First, I want to just kind of dive into what Microsoft says about it, because that ultimately is what matters here. And if we pull up our web browser and do a quick search on Active Directory Protected Users Group, there is a nice little article that explains this. And again, I’m just searching for it so that you can, if you ever want to find it yourself, you can find it yourself. This is what the article looks like. Protected User Security Group. Now, if we look down, the benefits of this. All right. So, device protections for signed in Protected Users. So, when a user is part of this group, credential delegation will not cache the user’s plain text credentials even with the Allow delegating default credentials. So, this account was used for like a service account or something. And we had enabled a delegation feature with some kind of older system or something. It’s never going to cache anything in clear text beginning with 8.1 and server 2012 digest will not cache the user’s plain text. We said that already entail and will not cache the user’s plaintext credentials. So, if your company is still using the older protocol called NTLM, maybe, for backwards compatibility, there’s not going to be any plain text. So, this is a guarantee. No plain text caching in memory or anything like that. There’s any kind of spyware on a system. It’s not going to be able to see somebody’s password. Kerberos will no longer create DES or RC4 keys. Those are old, you know. And one of the problems you run into here is that companies will have upgraded their domains over the years, you know, from like Windows 94 to Windows 2000, then in 2003, and then in 2008, and then in 2012, and then in 2016. And then in 2019 to 2022. You run into that whole situation where there’s still all this old configuration that’s been left in place ever since the 1990s. So, this is a guarantee that any of these accounts, it’s not going to allow any of that sort of thing.
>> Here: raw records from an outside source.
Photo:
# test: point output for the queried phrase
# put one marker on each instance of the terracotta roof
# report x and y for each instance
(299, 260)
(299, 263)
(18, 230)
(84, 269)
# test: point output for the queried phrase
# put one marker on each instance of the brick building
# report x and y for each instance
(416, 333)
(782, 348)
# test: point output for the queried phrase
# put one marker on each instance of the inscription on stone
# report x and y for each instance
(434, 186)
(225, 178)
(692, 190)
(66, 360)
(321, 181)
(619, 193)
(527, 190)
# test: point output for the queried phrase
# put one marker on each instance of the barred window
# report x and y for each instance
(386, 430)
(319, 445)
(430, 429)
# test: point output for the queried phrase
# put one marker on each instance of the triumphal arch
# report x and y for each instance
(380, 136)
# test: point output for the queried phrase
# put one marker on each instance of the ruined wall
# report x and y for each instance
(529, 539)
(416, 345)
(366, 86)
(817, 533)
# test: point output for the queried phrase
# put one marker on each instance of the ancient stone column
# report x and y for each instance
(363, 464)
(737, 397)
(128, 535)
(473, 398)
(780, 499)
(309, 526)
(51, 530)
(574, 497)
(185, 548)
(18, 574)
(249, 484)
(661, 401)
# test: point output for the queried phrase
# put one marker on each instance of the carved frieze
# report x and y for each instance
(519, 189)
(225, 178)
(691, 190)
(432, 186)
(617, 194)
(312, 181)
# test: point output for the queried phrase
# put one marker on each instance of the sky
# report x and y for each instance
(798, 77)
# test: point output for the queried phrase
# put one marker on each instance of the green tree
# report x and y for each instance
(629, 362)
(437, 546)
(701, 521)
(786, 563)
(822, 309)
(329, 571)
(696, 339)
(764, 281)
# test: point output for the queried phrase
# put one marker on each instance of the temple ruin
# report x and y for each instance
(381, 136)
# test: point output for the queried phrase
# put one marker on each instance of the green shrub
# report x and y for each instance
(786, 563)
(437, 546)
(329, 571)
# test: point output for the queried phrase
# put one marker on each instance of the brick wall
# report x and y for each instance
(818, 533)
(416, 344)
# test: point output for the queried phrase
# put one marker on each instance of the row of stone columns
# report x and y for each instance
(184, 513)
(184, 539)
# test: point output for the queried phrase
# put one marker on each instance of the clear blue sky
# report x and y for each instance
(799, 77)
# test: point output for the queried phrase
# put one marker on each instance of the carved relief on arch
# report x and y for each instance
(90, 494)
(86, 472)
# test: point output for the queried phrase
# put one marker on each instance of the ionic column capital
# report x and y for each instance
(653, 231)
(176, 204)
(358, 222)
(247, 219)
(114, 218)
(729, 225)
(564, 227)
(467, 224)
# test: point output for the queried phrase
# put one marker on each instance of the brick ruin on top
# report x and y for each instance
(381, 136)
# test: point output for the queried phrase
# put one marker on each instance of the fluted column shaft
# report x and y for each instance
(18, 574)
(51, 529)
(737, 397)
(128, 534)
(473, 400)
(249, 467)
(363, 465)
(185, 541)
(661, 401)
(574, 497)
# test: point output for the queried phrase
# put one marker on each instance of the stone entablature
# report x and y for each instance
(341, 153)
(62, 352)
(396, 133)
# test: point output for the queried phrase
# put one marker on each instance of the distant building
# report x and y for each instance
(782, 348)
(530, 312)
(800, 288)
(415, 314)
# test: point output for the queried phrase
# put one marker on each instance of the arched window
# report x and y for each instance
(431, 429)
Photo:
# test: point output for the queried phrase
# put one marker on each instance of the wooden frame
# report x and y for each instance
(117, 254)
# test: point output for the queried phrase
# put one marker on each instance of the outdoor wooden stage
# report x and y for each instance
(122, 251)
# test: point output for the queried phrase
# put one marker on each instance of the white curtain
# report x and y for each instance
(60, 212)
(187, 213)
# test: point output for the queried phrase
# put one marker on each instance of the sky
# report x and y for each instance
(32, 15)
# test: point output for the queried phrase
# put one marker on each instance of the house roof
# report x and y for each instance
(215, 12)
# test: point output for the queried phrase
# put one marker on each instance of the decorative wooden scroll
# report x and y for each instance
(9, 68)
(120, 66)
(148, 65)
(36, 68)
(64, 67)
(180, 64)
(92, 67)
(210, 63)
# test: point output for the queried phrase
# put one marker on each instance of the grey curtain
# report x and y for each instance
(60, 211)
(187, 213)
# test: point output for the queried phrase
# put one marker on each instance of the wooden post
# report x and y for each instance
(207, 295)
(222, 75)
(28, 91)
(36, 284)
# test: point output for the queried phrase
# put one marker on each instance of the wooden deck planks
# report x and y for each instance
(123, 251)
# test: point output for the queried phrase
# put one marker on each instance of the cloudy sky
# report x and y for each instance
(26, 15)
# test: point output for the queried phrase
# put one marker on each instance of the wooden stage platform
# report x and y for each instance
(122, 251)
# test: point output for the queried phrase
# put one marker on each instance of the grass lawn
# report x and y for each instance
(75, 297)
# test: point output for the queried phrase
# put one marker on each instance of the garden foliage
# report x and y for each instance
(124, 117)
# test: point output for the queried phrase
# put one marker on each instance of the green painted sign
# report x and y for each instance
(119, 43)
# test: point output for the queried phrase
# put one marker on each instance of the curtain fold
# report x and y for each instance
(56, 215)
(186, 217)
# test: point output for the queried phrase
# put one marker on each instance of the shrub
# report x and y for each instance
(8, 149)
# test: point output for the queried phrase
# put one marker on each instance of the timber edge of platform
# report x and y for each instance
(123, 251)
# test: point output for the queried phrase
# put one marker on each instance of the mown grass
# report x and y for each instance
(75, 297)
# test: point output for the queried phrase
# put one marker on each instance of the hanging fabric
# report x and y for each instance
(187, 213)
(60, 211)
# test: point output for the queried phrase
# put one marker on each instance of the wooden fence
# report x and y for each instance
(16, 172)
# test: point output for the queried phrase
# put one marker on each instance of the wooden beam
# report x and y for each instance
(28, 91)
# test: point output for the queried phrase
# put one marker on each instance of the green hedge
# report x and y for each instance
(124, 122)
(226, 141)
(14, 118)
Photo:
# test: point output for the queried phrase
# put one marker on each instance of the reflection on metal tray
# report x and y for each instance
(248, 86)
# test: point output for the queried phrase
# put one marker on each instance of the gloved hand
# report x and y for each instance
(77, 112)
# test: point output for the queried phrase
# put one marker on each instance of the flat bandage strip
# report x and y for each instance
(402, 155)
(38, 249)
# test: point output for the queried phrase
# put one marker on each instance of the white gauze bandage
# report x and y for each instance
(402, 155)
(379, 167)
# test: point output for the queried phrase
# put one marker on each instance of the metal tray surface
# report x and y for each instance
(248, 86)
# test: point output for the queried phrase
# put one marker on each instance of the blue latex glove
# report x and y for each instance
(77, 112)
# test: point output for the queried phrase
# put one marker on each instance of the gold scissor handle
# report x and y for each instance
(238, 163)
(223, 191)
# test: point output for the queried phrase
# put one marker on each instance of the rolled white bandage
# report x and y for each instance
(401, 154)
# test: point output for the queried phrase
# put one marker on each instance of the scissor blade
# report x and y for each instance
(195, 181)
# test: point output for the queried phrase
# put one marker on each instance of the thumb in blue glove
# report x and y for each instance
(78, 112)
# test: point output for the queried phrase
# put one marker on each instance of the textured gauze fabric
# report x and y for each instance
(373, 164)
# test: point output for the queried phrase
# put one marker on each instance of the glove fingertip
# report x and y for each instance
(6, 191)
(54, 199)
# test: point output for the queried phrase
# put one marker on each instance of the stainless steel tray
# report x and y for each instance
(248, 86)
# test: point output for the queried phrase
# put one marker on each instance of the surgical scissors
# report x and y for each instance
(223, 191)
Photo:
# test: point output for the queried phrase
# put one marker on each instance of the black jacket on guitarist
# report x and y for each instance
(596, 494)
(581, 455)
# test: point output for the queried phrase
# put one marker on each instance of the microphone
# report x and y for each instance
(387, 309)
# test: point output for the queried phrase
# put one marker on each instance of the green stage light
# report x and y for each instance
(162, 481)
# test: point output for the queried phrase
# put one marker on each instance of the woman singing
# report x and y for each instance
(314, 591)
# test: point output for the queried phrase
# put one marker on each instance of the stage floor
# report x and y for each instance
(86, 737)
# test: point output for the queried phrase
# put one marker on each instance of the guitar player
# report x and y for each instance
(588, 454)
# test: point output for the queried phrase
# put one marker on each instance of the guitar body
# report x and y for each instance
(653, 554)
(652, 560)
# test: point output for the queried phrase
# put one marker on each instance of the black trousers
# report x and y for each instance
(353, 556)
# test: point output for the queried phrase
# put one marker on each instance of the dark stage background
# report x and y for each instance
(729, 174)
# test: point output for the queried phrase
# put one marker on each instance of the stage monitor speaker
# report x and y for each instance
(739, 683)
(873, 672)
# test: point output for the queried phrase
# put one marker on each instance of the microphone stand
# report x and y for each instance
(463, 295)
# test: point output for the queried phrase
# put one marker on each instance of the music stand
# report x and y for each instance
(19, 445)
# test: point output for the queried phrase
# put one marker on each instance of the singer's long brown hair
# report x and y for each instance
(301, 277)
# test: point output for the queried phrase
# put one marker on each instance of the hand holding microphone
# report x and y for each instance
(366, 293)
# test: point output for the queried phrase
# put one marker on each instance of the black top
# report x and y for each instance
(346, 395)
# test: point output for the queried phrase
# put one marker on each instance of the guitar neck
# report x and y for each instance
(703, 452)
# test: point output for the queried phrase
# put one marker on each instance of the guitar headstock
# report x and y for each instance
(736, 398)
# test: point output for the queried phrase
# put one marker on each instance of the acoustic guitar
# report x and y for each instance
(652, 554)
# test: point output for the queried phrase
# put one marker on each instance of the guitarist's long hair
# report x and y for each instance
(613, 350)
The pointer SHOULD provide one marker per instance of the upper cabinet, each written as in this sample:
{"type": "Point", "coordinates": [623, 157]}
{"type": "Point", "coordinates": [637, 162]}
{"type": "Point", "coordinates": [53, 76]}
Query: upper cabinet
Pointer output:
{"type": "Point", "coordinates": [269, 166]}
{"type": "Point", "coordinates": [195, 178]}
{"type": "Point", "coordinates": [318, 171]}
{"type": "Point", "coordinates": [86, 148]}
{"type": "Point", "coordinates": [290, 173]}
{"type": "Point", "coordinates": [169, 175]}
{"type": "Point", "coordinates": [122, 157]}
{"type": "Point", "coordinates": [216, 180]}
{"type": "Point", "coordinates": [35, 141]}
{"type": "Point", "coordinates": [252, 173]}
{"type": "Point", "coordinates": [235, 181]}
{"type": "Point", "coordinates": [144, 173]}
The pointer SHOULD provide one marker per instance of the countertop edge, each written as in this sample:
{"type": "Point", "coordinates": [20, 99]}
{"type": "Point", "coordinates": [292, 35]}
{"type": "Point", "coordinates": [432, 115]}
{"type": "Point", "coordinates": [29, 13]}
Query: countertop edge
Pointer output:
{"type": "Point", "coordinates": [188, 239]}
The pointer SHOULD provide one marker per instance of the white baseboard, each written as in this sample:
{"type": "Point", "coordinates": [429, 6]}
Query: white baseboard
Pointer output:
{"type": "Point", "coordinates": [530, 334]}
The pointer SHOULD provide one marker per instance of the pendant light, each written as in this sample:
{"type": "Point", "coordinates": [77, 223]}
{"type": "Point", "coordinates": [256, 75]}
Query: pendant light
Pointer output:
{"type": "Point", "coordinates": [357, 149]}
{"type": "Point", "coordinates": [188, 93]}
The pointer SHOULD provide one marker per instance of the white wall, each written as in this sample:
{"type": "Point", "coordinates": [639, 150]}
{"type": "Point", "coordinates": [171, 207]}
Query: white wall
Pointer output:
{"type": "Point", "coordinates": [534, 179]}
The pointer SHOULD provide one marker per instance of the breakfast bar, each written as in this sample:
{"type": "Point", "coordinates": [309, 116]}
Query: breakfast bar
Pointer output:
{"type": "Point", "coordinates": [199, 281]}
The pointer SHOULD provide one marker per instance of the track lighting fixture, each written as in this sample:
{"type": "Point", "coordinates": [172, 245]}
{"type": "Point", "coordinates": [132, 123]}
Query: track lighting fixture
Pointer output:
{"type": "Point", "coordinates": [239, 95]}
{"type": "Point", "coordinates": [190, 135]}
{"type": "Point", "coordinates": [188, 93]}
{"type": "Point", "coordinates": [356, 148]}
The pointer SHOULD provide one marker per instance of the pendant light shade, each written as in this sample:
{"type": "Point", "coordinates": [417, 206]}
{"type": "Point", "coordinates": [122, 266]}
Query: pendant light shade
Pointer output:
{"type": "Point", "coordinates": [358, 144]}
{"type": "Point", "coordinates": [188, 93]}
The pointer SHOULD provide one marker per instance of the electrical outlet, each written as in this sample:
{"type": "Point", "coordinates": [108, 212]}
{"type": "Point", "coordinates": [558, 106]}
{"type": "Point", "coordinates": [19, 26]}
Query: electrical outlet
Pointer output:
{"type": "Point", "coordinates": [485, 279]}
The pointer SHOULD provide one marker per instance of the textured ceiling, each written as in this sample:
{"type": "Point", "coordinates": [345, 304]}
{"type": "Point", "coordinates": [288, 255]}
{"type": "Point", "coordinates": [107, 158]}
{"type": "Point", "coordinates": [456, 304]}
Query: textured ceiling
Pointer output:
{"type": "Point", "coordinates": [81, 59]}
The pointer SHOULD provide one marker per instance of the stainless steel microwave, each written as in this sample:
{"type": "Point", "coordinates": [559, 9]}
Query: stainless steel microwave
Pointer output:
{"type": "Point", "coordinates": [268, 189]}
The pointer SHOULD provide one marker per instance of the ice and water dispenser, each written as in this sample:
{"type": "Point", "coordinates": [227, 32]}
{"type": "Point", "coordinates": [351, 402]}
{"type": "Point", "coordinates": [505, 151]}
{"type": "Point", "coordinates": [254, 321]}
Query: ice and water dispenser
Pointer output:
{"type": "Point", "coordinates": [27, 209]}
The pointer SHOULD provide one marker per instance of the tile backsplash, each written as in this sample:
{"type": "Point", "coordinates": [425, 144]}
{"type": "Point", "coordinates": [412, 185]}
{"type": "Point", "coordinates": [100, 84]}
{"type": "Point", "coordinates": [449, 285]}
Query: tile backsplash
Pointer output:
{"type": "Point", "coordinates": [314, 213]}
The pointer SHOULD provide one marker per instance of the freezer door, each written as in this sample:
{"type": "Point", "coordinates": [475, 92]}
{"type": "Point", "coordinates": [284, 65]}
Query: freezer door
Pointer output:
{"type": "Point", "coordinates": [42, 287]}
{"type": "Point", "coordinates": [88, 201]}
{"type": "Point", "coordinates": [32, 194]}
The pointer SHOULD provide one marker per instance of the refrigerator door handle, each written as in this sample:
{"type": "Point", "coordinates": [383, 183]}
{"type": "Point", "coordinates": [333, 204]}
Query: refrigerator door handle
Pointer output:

So, then it also says, “A cached verifier is not created in sign-in or unlock, so offline sign-in is no longer supported.” That is one thing you do need to consider. If there’s no connectivity with the domain controller at that point, this person is not going to be able to log on if they’re part of the protected user group.
Now, how do we make somebody a protected user? Well, we’ll go to our Server Manager, we’ll go Tools, we’ll open up Active Directory Users and Computers. Here it is. We’ll go to the Users folder. And then from there, there is a group called Protected Users. All you got to do is put the user in this group and at that point they become a protected user. So, if I wanted to put myself in there, I could just double click. But at that point, keep in mind you won’t be able to do the offline cache log on or any of that where if you don’t have a domain or you’re not going to be able to log on.
Hopefully, now that makes sense and helps you understand the concept of the Protected Users group.